Francis Carlyle's
Homing Card
最初にStars of Magicに載っている、フランシス・カーライルの「ホーミング・カード」です。先にフレッド・カップスが演じていた同名のマジックを紹介しましたが、あれとは少し違います。
現象
観客に一組のトランプから一枚のカードを取ってもらい、そのカードの表にサインをしてもらいます。そのカードを一組の中に戻し、よくシャッフルします。
マジシャンは右手でズボンの右ポケットを引き出し、ポケットには何も入っていないことを示します。ポケットを元に戻してから、先ほどサインをしてもらったカードをポケットの中に飛行させると観客に告げます。そして「もうすでに移っていますが信じられますか?」とたずねてみます。
客が何と答えても、マジシャンは手が空(から)であるのをよく見せてから、ポケットに入れ、一枚のカードをポケットから取り出します。それは確かにサインのある観客のカードです。
このカードを一組のトランプに戻します。もう一度同じように、ポケットに移動させますが、今度は観客自身にポケットの中からカードを取りだしてもらいます。間違いなく、サインのある観客のカードです。
コメント
サーストンの3原則では、「同じ奇術を2度繰り返してはならない」となっていますが、これは2度繰り返すことで、一層不思議さが増します。勿論、これは最初から2度繰り返すことを前提に構成されているからできることです。

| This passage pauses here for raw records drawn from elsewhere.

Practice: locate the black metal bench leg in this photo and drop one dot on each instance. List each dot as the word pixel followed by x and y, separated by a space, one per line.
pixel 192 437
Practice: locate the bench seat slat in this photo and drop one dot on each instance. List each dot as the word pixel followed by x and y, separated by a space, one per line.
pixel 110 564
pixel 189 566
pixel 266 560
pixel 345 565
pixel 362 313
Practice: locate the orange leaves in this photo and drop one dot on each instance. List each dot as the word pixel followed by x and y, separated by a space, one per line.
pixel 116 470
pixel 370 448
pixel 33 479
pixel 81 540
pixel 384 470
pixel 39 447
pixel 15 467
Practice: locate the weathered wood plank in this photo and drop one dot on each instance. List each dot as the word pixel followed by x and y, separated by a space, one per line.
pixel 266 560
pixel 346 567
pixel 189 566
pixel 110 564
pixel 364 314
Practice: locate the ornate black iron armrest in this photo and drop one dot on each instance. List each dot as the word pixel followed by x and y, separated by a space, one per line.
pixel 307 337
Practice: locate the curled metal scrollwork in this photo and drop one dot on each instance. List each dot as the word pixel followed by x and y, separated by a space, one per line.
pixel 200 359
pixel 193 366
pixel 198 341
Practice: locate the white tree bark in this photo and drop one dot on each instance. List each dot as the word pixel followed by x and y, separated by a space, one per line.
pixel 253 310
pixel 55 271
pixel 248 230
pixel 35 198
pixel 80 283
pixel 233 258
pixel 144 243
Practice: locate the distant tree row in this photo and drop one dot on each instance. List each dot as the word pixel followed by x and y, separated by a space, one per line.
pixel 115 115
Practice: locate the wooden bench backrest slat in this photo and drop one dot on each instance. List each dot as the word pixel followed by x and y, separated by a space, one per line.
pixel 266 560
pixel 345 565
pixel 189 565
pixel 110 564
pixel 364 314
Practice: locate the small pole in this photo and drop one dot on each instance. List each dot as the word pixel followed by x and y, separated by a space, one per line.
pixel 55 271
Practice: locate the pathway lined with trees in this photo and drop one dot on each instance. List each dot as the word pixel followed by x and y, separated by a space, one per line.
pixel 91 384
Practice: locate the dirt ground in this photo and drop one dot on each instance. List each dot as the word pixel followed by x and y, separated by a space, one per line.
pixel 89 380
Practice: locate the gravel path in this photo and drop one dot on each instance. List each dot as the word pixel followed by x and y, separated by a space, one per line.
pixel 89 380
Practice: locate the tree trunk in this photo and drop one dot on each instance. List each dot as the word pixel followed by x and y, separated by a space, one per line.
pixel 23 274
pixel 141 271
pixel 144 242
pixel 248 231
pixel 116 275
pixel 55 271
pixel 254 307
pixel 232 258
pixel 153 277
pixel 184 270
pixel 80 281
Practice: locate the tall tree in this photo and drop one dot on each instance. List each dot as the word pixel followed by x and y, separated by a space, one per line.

特別な準備もなく、すぐに演じることができますので、大変重宝です。ルーティン全体が心理的にも大変巧妙に構成されているため、常に観客が見ていることよりも先に「裏の仕事」は済んでいます。
複雑なカードマジックは、しばらくやらないと手順を忘れてしまいますが、これは1年や2年、まったくやっていなくても大丈夫でしょう。私もつい数日前、ぶっつけ本番で数年ぶりにやりましたが、問題なくできました。
解説書で読むと、たいしておもしろくもないように思えるかも知れませんが、実際に演じてみると、意外なくらい観客は驚きます。財布など、特殊な道具は不要のため、いつでもどこでも演じることのできるカードマジックとして、身につけておくと便利です。